John Armstrong said...

No, steven, it doesn't follow "directly from the math", despite what an overzealous promoter says.

All the mathematics can tell you is what the "shut up and calculate" interpretation says. And that is the interpretation that holds sway among actual physics (again, despite what that author may say). In practice, physicists have abandoned the philosophy of quantum mechanics as much as mathematicians have abandoned the Platonism/Formalism debate.

Many-Worlds is even less of a scientific theory than string theory. It "resolves" the measurement problem by pushing it into alternative universes that we can by definition never observe. Much more satisfactory is Penrose's attempt to explain decoherence from the uncertainty associated with gravitational energy.

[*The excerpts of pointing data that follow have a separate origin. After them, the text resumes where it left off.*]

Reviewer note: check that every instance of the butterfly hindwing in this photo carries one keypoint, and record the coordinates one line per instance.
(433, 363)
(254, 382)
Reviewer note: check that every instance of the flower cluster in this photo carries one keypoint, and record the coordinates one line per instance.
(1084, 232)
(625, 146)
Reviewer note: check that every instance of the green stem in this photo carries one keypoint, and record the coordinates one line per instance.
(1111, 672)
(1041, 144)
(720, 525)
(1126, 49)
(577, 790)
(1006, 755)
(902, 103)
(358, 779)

Not only does it unify the non-unitary evolution with the unitary, but it has the absolute advantage of being physically testable.

steven said...

John, we may be using a different definition of "the mathematics". What I'm saying is that once you take the unitary part of the dynamics as describing something, you're forced to conclude that this something has branching worlds in it, unless most of those magically disappear because of some sort of extra collapse process for which there is no evidence.

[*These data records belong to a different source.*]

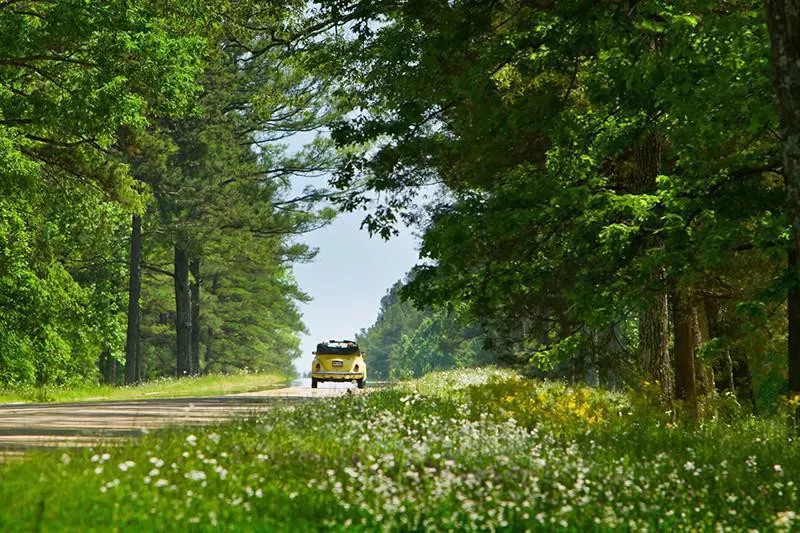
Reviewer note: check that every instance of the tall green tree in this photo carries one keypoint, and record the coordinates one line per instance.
(595, 157)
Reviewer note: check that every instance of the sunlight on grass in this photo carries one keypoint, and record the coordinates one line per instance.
(209, 385)
(498, 453)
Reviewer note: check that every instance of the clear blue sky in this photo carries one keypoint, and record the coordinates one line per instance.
(347, 279)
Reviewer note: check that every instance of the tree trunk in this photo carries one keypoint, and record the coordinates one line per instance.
(132, 352)
(683, 314)
(654, 357)
(783, 20)
(704, 372)
(722, 364)
(194, 267)
(743, 379)
(183, 317)
(108, 367)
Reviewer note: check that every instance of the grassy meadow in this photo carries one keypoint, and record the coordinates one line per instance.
(207, 385)
(460, 450)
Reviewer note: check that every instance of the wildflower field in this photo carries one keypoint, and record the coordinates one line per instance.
(206, 385)
(461, 450)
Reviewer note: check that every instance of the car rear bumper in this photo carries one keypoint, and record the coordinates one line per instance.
(337, 376)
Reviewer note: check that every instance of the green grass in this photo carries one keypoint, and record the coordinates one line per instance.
(466, 450)
(209, 385)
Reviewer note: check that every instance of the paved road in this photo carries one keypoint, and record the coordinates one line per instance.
(26, 426)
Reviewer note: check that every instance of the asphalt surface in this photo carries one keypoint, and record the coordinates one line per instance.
(29, 426)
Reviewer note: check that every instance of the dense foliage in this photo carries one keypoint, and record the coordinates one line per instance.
(607, 178)
(173, 112)
(460, 450)
(405, 342)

Many worlds is untestable (which is why it's a question for philosophers of physics), but so are almost all other interpretations, and many worlds makes the fewest unnecessary assumptions. Being successfully tested makes a theory more probable, but being potentially testable does not.

John Armstrong said...

So in what sense can Many-Worlds be said to be "right" (as your link claims it is) if it differs in no material way from any other interpretation?

Oh yes, that link claims to outline a prediction, but it's complete hand-waving at that point. Basically he claims that it resolves the measurement problem by making certain things reversible that wouldn't be otherwise. However, it really gives no mechanism to actually effect this process.

On the other hand, there are theories out there for revising quantum mechanics and resolving the measurement problem that don't invoke myriad alternate realities in the process, that give very specific mechanisms for their workings, and give specific, predictable tests. These revisions lead to interpretations of their own, which your link conveniently avoids mentioning. I wonder why?